HESI LPN
HESI Fundamentals Exam
1. A client is expressing anger over his diagnosis of colorectal cancer. Which of the following actions should the nurse take?
- A. Discuss the risk factors for colorectal cancer.
- B. Focus teaching on addressing the client's anger and emotional response.
- C. Provide the client with emotional support and reassurance about his feelings.
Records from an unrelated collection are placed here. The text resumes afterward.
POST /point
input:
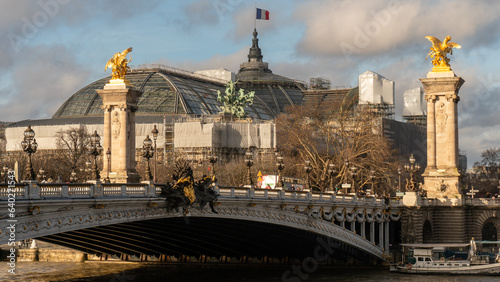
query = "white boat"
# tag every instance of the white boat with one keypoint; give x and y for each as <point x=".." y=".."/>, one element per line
<point x="448" y="259"/>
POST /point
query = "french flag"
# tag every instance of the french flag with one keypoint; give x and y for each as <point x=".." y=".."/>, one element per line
<point x="262" y="14"/>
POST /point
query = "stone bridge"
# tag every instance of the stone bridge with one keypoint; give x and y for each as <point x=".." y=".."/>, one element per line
<point x="132" y="219"/>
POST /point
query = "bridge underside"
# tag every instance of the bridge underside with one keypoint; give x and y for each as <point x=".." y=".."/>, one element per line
<point x="215" y="237"/>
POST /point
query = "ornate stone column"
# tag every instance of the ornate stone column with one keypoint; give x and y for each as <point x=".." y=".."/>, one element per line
<point x="119" y="104"/>
<point x="441" y="177"/>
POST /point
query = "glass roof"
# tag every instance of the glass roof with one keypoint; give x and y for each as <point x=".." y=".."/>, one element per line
<point x="164" y="92"/>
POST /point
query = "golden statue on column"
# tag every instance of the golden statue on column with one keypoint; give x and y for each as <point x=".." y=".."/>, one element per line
<point x="438" y="53"/>
<point x="119" y="66"/>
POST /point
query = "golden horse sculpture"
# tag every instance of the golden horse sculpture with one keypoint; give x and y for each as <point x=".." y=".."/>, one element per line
<point x="119" y="66"/>
<point x="438" y="53"/>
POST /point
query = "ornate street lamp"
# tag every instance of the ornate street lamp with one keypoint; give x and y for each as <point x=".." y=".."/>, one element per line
<point x="41" y="175"/>
<point x="213" y="159"/>
<point x="87" y="169"/>
<point x="331" y="172"/>
<point x="108" y="156"/>
<point x="412" y="168"/>
<point x="280" y="165"/>
<point x="29" y="146"/>
<point x="155" y="136"/>
<point x="307" y="169"/>
<point x="249" y="164"/>
<point x="147" y="152"/>
<point x="4" y="174"/>
<point x="73" y="177"/>
<point x="95" y="150"/>
<point x="399" y="180"/>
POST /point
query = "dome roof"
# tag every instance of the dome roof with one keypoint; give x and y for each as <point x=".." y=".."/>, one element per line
<point x="165" y="91"/>
<point x="275" y="90"/>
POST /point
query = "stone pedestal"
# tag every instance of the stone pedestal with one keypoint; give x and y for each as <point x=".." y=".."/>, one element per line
<point x="441" y="176"/>
<point x="119" y="105"/>
<point x="411" y="199"/>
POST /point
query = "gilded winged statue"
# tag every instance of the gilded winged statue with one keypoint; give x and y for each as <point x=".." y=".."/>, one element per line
<point x="118" y="64"/>
<point x="439" y="50"/>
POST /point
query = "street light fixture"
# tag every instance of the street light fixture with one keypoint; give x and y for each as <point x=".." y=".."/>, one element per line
<point x="412" y="168"/>
<point x="353" y="174"/>
<point x="213" y="159"/>
<point x="73" y="177"/>
<point x="280" y="165"/>
<point x="307" y="169"/>
<point x="249" y="164"/>
<point x="108" y="156"/>
<point x="29" y="146"/>
<point x="5" y="173"/>
<point x="147" y="152"/>
<point x="95" y="150"/>
<point x="331" y="172"/>
<point x="155" y="136"/>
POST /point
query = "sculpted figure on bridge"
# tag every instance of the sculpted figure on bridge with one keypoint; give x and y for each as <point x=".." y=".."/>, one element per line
<point x="438" y="53"/>
<point x="185" y="192"/>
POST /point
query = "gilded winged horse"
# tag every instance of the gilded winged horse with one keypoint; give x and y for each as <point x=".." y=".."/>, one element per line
<point x="118" y="64"/>
<point x="439" y="50"/>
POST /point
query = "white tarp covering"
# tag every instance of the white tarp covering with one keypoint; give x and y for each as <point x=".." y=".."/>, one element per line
<point x="375" y="89"/>
<point x="414" y="102"/>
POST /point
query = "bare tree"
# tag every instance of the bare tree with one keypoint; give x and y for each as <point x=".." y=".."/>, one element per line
<point x="73" y="143"/>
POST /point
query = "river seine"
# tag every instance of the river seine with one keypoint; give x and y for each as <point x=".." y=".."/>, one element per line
<point x="119" y="271"/>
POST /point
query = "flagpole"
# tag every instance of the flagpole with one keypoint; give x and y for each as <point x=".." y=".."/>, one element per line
<point x="255" y="18"/>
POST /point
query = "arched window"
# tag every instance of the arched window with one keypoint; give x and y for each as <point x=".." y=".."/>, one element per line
<point x="489" y="232"/>
<point x="427" y="232"/>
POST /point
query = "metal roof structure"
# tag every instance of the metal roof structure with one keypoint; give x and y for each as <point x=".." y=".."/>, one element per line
<point x="165" y="91"/>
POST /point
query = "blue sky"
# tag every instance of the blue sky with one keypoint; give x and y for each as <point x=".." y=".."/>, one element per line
<point x="52" y="48"/>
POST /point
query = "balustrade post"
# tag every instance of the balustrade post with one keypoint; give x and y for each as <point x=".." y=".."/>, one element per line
<point x="96" y="190"/>
<point x="150" y="190"/>
<point x="33" y="189"/>
<point x="124" y="191"/>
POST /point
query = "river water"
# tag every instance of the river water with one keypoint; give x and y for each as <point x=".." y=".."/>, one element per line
<point x="123" y="271"/>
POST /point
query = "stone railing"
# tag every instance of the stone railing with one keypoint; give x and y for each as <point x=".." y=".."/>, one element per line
<point x="276" y="194"/>
<point x="33" y="190"/>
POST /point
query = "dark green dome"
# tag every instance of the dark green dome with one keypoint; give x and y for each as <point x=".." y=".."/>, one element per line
<point x="166" y="91"/>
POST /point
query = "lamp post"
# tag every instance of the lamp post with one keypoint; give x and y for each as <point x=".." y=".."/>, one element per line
<point x="108" y="156"/>
<point x="155" y="136"/>
<point x="353" y="174"/>
<point x="29" y="146"/>
<point x="249" y="164"/>
<point x="41" y="175"/>
<point x="280" y="165"/>
<point x="73" y="177"/>
<point x="372" y="179"/>
<point x="5" y="173"/>
<point x="147" y="152"/>
<point x="87" y="169"/>
<point x="412" y="168"/>
<point x="307" y="169"/>
<point x="331" y="172"/>
<point x="213" y="159"/>
<point x="399" y="181"/>
<point x="95" y="150"/>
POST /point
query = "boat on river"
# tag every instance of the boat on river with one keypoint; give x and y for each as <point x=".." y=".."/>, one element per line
<point x="462" y="259"/>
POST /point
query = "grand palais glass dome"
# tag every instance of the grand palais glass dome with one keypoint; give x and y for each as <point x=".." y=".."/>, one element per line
<point x="166" y="91"/>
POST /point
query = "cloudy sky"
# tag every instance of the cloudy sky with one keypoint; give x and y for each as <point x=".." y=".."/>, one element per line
<point x="52" y="48"/>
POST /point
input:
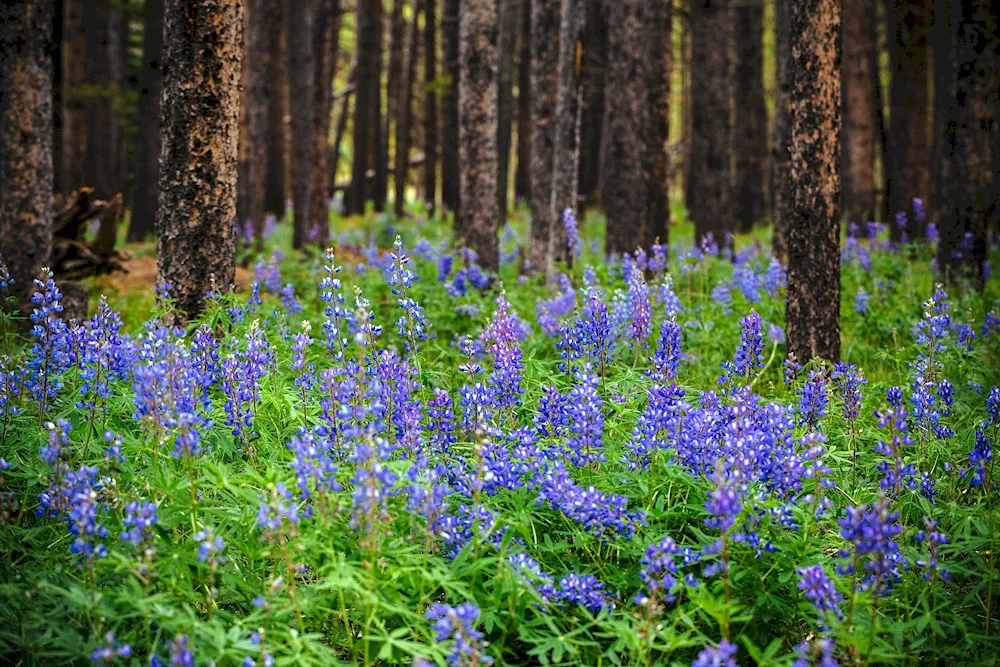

- D. Reassure the client that this is an expected response to grief.
Correct answer: D
Rationale: The correct answer is D. During the anger stage of grief, it is essential for the nurse to reassure the client that anger is a normal reaction to a cancer diagnosis. This validation of the client's emotions can help in providing emotional support. Choice A is incorrect because discussing risk factors for colorectal cancer does not address the client's current emotional state. Choice B is incorrect because focusing teaching on the client's future management does not directly address the client's need for emotional support in the present. Choice C is incorrect because providing written information about loss and grief phases is not as immediately comforting as directly reassuring the client about his feelings of anger.
2. When assessing readiness to learn about insulin self-administration, what indicates the client is ready to learn?
- A. I can concentrate best in the morning.
- B. I feel anxious about learning the process.
- C. I have a lot of questions about insulin.
- D. I am not sure if I can manage this at home.
Correct answer: A
Rationale: The correct answer is A: 'I can concentrate best in the morning.' Readiness to learn is indicated by the client's ability to focus and concentrate, as mentioned in the question. Choice B, 'I feel anxious about learning the process,' indicates apprehension and may hinder the learning process. Choice C, 'I have a lot of questions about insulin,' shows interest but does not directly indicate readiness to learn. Choice D, 'I am not sure if I can manage this at home,' reflects uncertainty and lack of confidence, which may suggest the client is not fully prepared to learn.
3. A charge nurse is explaining the various stages of the lifespan to a group of newly licensed nurses. Which of the following examples should the nurse include as a developmental task for middle adulthood?
- A. The client evaluates their behavior after a social interaction.
- B. The client states they are learning to trust others.
- C. The client wishes to find meaningful friendships.
- D. The client expresses concerns about the next generations.
Correct answer: D
Rationale: The correct answer is D because in middle adulthood, individuals often shift their focus towards concerns related to the next generations. They reflect on their roles in guiding and supporting the younger generations. Choice A is incorrect as evaluating behavior after a social interaction is more relevant to self-awareness, which is not a specific developmental task for middle adulthood. Choice B, learning to trust others, is more commonly associated with early adulthood tasks related to forming intimate relationships. Choice C, wishing to find meaningful friendships, is more aligned with tasks associated with young adulthood and social connections.
4. A client with a history of atrial fibrillation is taking digoxin (Lanoxin). Which finding should the healthcare provider be notified of immediately?
- A. Heart rate of 52 beats per minute
- B. Blood pressure of 110/70 mmHg
- C. Blood glucose level of 180 mg/dL
- D. Potassium level of 4.0 mEq/L
Correct answer: A
Rationale: A heart rate of 52 beats per minute is a critical finding in a client taking digoxin, as it may indicate digoxin toxicity. Digoxin can cause bradycardia as a side effect, and a heart rate of 52 bpm warrants immediate attention to prevent adverse outcomes. Monitoring and reporting changes in heart rate are crucial in clients on digoxin therapy to prevent serious complications. The other vital signs and laboratory values provided are within normal ranges or not directly associated with digoxin toxicity in this scenario, making them lower priority for immediate reporting.
5. The patient has been diagnosed with diabetes. When admitted, the patient is unkempt and is in need of a bath and foot care. When questioned about hygiene habits, the nurse learns the patient takes a bath once a week and a sponge bath every other day. To provide ultimate care for this patient, which principle should the nurse keep in mind?
- A. Patients who appear unkempt may require guidance on hygiene practices.
- B. Personal preferences can be influenced by health conditions.
- C. The patient's illness may require teaching of new hygiene practices.
- D. Cultural perspectives on cleanliness can vary based on health status.
Correct answer: C
Rationale: In this scenario, the patient's diagnosis of diabetes may necessitate adjustments to their hygiene practices. The nurse should recognize that certain illnesses, like diabetes, can impact hygiene needs. Choice A is incorrect because appearing unkempt does not necessarily indicate a lack of importance on hygiene practices; it may be due to various factors. Choice B is incorrect as health conditions can influence personal preferences and habits. Choice D is incorrect as cultural views on cleanliness are not the primary focus when addressing hygiene practices related to a specific illness.